Maybe it’s because I’ve r looked over the 11-mile expanse of the Grand Canyon from the North Rim to the South, a scene so rich in beauty that my husband Frank opined, “If colors were music, the Grand Canyon would outshine Handel’s Messiah.”
Or because our friend Sharon said, “How God must love us to create something like this for us to see,” as we drove into the Grand Teton National Park from Yellowstone and she gaped at the bulk of snow clad mountains jutting into the clouds.
Or because we spent hours sitting on our friend Sheena’s verandah in Jamaica last week watching a myriad native hummingbirds feeding on the bright flowers adorning her mango tree. “Exposure is the key to learning,” she remarked as we pointed out the different birds by size and color that she’d never noted before.
At 1,901 square miles the Grand Canyon National Park is big enough to hold New York City four times over.

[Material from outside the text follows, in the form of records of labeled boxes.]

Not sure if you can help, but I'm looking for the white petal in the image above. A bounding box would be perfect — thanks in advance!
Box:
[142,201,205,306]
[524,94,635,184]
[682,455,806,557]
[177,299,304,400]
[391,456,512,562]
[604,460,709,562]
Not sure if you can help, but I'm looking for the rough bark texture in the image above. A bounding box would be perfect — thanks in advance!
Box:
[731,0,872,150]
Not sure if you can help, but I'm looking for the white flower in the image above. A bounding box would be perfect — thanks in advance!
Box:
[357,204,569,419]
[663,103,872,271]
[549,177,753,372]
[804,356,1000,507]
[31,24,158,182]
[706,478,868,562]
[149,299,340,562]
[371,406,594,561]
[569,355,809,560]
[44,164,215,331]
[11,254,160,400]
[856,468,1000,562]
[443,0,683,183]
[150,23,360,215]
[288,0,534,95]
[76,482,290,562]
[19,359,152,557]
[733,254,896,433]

Yellowstone, at 3,472 square miles, can hold the Grand Canyon with room left over for Los Angeles, San Francisco, Boston and Houston, all fit together. When you see beauty on this scale, it’s not hard to extrapolate the Garden of Eden, and you take it with you wherever you go.
But we are now at a moment when the relationship between our sacred, protected lands and the future is being breached, and it’s happening on our watch. The administration calls for acreage to be removed from the National Park System, has cut the budget, proposes to raise entrance fees to our most iconic parks and to open our immaculate lands in the Arctic National Wildlife Refuge for drilling.
If we cannot protect the most treasured parts of our country, what can we protect? The fact that our parks have been described as the Soul of America and as America’s Best Idea, gives us some idea of the esteem in which they have heretofore being held. Besides containing the history of our continent from the beginning of time, they are also among the few remaining places where the processes of life go on fairly unaltered, making them a laboratory for scientists to discover more and advise us about the past and future.
Factually, this administration will eventually end. The question is, will we have allowed irreversible damage to these remnants of the Garden that we were bequeathed by our ancestors to hold in trust for our descendants?
“We have fallen heirs to the most glorious heritage a people ever received, and each one must do his part if we wish to show that the nation is worthy of its good fortune,” the great conservationist President Theodore Roosevelt warned near the turn of the 20th Century.
Our remnants of the “Garden” are the tangible rebuttal for those who offer us a lunatic, fact-free world where actions are divorced from their obvious negative consequences. I implore you, let’s not give in to the “snake “ this time.
The day to show our mettle is here. This helpful website brings you up to date on the issues and allows you to send a message with one click to your representatives in Congress expressing your support for upholding protections for our national parks.
For goodness sake, bring your umbrella!